Duckface moves on, and becomes a force of nature

In most French dramas about the middle classes in crisis, the protagonists live in such idyllic houses that our sympathy comes mixed with the feeling that we wouldn't mind a crisis like that ourselves.

Full marks to Catherine Corsini, then, for highlighting the economic realities which her peers so often disregard with a Gallic shrug. Her new film, Leaving, stars Kristin Scott Thomas as a doctor's wife who lives in a chic villa in sun-kissed Nîmes. She's planning to resume work as a physiotherapist after 15 years of raising her children, so her husband (Yvan Attal) hires a swarthy handyman (Sergi Lopez) to build her a consulting room.
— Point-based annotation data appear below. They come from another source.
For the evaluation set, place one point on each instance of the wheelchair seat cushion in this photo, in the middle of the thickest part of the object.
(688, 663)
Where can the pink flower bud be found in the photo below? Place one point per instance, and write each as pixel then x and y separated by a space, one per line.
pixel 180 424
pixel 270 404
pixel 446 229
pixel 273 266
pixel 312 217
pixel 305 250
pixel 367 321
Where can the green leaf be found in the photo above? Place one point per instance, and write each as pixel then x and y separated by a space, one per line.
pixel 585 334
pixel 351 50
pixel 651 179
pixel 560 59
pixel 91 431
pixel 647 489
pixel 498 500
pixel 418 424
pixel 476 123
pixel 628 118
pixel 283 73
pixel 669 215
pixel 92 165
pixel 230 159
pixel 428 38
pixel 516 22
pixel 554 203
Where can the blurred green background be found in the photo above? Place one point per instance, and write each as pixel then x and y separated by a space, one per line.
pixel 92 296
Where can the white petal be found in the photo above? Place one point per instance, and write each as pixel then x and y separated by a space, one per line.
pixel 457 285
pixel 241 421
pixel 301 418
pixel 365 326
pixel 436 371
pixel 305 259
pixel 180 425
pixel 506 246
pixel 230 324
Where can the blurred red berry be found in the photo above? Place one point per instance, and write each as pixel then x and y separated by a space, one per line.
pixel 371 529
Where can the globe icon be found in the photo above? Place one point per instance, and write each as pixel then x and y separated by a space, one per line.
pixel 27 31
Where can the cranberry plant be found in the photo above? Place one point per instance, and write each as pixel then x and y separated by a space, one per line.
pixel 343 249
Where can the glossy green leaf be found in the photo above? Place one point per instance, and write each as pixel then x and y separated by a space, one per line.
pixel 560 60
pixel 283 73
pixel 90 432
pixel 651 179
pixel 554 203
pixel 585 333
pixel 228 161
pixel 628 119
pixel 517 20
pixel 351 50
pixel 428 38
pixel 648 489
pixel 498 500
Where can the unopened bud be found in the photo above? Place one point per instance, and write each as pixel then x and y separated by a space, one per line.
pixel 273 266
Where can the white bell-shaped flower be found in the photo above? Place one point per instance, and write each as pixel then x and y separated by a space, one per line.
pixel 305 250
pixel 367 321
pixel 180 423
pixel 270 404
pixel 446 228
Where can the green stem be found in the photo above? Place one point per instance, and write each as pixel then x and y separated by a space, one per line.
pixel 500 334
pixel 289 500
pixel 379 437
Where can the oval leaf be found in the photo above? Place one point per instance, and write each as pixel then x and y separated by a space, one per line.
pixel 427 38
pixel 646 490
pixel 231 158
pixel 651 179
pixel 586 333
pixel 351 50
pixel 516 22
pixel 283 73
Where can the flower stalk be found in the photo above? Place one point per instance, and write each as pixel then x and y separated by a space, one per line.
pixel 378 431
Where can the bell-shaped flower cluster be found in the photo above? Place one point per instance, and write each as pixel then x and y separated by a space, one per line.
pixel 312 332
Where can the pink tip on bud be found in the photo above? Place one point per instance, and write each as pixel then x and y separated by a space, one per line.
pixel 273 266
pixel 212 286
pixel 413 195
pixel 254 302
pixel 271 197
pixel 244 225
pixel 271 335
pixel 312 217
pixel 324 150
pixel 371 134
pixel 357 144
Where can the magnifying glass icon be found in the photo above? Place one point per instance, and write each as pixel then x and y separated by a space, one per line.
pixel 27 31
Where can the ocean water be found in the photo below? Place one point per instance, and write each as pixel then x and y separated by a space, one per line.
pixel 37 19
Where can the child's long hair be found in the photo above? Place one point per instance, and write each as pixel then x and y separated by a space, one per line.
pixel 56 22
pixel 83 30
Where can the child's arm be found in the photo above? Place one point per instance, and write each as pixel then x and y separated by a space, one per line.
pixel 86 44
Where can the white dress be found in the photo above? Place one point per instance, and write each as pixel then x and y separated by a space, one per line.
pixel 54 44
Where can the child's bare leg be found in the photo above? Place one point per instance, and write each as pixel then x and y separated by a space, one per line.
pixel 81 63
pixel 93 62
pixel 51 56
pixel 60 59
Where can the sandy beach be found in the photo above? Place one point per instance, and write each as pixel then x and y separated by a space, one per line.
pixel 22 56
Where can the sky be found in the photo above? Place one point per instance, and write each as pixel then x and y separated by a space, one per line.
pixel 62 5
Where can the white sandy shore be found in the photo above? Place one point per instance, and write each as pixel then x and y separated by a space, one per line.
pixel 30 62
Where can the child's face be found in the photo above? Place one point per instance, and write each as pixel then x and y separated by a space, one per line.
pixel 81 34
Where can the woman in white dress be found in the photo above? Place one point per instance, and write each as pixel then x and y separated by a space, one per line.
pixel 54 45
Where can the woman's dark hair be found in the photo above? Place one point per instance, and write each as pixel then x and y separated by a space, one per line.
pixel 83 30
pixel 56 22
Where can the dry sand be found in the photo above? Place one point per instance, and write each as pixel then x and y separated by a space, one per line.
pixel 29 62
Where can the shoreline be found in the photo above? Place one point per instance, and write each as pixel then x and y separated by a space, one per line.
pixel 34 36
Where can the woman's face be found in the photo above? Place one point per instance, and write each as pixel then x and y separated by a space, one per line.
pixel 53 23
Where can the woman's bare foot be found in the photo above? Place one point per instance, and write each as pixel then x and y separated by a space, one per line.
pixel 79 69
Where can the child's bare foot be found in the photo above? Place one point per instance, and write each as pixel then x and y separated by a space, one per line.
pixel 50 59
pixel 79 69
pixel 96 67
The two strangers are drawn to each other, and we're expecting a secret fling, but Scott Thomas announces to her husband almost immediately that she's moving out to be with her lover. This, though, is easier said than done. The vindictive Attal restricts her access to the family's assets, and having breezed through a life of bourgeois luxury, Scott Thomas is forced to grapple with the issues of where to live and what to live on. Love doesn't necessarily conquer all, not without a bank account to back it up.

Scott Thomas has had a remarkable career revival in France, and in Leaving, which earnt her a César nomination, she's better than ever. Layer by layer, her pristine surface is stripped away, first when the affair turns her into a grinning schoolgirl, and then when the battle with her husband twists her into a ferocious force of nature. As a whole, Leaving is a pointed, grown-up melodrama – although I wonder if the female writer-director would be so unjudgemental if it were the husband who deserted his spouse and children.

Say what you like about Predators, but you can't fault the opening: the hero, Adrien Brody, wakes up to find himself plummeting thousands of feet through the air with a recalcitrant parachute on his back. Seconds later, he lands in a jungle, and several other people fall from the sky in a similar manner. They're all soldiers or professional killers, but none of them know what's happening. Are they hallucinating? Have they been kidnapped? At a time when so many blockbusters open with minutes' worth of voice-over and captions spelling out what's going on, it's bracing to be thrown into a film where some suspense is allowed to build instead.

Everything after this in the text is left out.